The news advocating bearish sentiment doesn’t stop there, data show that Bitcoin miners are selling most of their newly minted coins. This shows that miners are not so sure that Bitcoin will chart higher.

Glassnode data shows that a metric that tracks miners’ BTC holdings turned negative for the first time since November last year. Glassnode believes that this means smaller and less efficient miners. short-squeeze(short position compression) and it’s quite possible that this trend will worsen in the coming weeks, he says.

To put this in context, Bitcoin miners continued to increase their positions even when the price dropped to $30,000 in January.

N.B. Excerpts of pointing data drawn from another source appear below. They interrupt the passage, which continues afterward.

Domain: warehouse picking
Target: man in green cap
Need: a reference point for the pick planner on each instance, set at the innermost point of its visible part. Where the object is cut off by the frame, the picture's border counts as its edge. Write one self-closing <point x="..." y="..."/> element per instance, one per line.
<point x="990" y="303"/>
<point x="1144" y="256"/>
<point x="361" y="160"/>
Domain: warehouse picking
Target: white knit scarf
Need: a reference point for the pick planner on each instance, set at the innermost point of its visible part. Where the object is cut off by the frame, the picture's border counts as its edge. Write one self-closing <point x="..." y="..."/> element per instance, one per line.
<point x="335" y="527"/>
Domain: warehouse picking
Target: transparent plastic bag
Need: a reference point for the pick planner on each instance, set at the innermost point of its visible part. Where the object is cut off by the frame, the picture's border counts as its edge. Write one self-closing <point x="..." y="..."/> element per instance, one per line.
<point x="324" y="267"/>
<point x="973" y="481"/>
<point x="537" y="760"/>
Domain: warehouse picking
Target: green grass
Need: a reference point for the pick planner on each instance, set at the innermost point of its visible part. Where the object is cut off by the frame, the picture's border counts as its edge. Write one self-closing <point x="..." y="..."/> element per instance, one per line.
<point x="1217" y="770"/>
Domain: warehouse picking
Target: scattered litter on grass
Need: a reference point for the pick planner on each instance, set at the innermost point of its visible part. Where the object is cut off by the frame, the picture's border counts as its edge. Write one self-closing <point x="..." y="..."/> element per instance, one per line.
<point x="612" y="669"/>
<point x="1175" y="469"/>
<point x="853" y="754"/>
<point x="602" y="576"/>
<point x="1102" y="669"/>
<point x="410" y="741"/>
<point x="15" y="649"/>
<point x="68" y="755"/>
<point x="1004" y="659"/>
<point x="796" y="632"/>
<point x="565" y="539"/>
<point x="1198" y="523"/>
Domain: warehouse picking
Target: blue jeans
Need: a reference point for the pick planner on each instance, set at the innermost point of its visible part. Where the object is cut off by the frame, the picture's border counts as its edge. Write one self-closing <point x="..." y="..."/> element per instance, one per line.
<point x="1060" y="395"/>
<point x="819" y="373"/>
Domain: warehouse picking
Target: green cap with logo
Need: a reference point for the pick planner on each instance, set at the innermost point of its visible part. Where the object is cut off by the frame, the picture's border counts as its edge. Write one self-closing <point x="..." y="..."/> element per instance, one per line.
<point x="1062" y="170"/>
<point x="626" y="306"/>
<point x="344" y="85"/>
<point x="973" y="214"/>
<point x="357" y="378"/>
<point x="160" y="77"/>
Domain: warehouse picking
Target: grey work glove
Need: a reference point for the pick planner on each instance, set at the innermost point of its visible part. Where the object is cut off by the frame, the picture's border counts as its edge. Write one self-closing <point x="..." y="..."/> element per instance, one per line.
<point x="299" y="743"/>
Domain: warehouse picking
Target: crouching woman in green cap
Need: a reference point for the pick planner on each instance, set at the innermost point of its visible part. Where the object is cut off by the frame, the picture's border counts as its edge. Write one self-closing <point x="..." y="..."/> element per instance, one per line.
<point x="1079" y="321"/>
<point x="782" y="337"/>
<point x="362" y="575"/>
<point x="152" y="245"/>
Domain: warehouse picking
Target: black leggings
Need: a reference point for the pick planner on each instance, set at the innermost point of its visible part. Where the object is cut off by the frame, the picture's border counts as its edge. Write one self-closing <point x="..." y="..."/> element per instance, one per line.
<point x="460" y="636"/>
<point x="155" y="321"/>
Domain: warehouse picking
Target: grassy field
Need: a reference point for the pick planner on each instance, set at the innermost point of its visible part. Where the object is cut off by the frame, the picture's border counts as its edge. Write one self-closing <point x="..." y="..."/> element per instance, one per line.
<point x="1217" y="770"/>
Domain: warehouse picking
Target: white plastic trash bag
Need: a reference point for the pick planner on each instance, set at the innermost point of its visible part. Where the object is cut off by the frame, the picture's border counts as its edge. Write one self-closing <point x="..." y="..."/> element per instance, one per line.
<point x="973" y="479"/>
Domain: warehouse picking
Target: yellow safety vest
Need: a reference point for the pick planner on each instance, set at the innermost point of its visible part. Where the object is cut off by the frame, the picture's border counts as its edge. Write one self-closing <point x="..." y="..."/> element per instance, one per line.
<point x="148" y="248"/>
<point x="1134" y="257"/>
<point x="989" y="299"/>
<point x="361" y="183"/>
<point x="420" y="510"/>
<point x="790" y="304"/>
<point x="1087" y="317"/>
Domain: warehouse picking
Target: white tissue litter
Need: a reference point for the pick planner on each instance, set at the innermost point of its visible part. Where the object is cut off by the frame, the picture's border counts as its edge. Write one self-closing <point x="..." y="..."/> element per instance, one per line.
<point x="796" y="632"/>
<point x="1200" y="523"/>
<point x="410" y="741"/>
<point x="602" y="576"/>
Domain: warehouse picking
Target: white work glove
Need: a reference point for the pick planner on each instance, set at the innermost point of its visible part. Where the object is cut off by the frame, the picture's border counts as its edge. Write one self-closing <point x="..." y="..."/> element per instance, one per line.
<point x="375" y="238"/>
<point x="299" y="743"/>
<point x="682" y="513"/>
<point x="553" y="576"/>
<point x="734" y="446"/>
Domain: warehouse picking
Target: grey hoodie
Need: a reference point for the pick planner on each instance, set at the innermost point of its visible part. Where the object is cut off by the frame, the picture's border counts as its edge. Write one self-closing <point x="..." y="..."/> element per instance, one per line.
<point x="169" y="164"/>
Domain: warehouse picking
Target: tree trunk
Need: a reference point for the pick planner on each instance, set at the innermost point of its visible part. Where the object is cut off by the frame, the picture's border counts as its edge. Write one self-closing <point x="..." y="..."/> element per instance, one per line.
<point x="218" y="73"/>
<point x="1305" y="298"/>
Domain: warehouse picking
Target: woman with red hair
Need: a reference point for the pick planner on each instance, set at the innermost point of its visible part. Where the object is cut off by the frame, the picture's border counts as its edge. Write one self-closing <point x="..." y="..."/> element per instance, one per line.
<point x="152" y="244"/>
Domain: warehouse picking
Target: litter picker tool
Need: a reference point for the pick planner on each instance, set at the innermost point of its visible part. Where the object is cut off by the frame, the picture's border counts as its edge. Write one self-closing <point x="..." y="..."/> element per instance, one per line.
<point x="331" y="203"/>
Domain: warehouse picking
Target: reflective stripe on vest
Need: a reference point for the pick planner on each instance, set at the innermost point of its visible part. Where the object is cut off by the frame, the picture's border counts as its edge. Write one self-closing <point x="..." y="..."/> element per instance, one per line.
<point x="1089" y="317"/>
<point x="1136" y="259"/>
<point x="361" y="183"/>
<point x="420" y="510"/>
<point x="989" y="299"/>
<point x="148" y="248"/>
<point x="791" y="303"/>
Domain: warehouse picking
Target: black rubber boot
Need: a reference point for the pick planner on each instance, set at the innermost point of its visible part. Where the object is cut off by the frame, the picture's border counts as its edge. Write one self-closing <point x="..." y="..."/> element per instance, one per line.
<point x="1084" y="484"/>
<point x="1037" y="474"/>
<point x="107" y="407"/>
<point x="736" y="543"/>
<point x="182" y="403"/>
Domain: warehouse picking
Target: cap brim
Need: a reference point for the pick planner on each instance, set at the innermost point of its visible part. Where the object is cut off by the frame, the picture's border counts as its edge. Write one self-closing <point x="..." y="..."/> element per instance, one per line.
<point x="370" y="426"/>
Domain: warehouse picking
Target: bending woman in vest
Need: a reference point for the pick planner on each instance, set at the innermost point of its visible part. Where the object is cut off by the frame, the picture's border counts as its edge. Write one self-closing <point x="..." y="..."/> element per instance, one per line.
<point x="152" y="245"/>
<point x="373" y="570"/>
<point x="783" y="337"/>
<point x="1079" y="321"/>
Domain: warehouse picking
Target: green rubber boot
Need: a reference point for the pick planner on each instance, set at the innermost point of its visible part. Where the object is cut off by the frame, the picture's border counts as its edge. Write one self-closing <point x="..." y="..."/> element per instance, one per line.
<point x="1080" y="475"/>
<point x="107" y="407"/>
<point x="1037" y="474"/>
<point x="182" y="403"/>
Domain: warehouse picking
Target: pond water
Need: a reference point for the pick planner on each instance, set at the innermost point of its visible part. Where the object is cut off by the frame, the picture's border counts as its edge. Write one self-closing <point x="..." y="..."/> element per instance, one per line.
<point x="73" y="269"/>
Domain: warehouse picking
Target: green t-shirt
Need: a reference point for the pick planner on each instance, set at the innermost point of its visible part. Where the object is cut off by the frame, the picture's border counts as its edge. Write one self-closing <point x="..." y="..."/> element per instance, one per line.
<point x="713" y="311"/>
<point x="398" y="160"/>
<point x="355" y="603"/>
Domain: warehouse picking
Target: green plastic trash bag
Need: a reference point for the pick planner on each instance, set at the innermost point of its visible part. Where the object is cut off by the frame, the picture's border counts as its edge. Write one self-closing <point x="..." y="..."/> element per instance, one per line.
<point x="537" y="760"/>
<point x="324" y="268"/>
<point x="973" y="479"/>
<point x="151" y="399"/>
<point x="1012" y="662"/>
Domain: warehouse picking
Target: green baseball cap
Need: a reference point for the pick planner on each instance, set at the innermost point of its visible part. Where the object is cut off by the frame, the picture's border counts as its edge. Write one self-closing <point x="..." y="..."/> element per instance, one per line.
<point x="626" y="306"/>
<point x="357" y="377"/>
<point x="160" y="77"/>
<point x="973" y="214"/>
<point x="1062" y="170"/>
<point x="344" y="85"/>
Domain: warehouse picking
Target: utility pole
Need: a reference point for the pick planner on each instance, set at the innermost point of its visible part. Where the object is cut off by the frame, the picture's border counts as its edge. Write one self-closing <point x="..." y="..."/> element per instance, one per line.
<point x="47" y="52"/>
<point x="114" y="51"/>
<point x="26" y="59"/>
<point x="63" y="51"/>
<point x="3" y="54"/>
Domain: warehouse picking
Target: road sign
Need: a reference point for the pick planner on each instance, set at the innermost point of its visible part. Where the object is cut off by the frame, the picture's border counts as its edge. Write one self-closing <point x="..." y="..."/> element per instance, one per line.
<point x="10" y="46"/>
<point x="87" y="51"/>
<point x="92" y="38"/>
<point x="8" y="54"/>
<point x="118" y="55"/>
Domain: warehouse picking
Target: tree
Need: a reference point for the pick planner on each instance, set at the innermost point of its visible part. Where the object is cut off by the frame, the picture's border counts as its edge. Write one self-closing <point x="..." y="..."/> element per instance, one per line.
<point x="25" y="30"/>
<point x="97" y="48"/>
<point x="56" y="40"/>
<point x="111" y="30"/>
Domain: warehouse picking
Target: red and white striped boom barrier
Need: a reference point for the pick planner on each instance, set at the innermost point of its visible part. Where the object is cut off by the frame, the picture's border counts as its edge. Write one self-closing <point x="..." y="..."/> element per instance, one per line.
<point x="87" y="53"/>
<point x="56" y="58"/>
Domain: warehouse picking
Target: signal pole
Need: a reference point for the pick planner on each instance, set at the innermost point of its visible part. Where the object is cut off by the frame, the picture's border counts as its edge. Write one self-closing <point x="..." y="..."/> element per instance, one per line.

But public miners are not worried about this trend. Marathon Digital, led by Fred Thiel, is one of them, for example, and its shares are up 40 percent since the crypto crash in January. A company spokesperson explained to Bloomberg why they weren’t selling, saying:

“We started hodling in October 2020 and haven’t sold a single satoshi since then.”

Sue Ennis, head of investor relations at Hut8 Mining, another publicly traded miner, also said:

“We believe in Bitcoin. Some miners sell Bitcoin or use it to pay for their expenses. We are “holding” ours, and even planning to hold it for a very long time.”

Disclaimer: What is written here is not investment advice. Cryptocurrency investments are high-risk investments. Every investment decision is under the individual’s own responsibility. Finally, Koinfinans and the author of this content cannot be held responsible for personal investment decisions.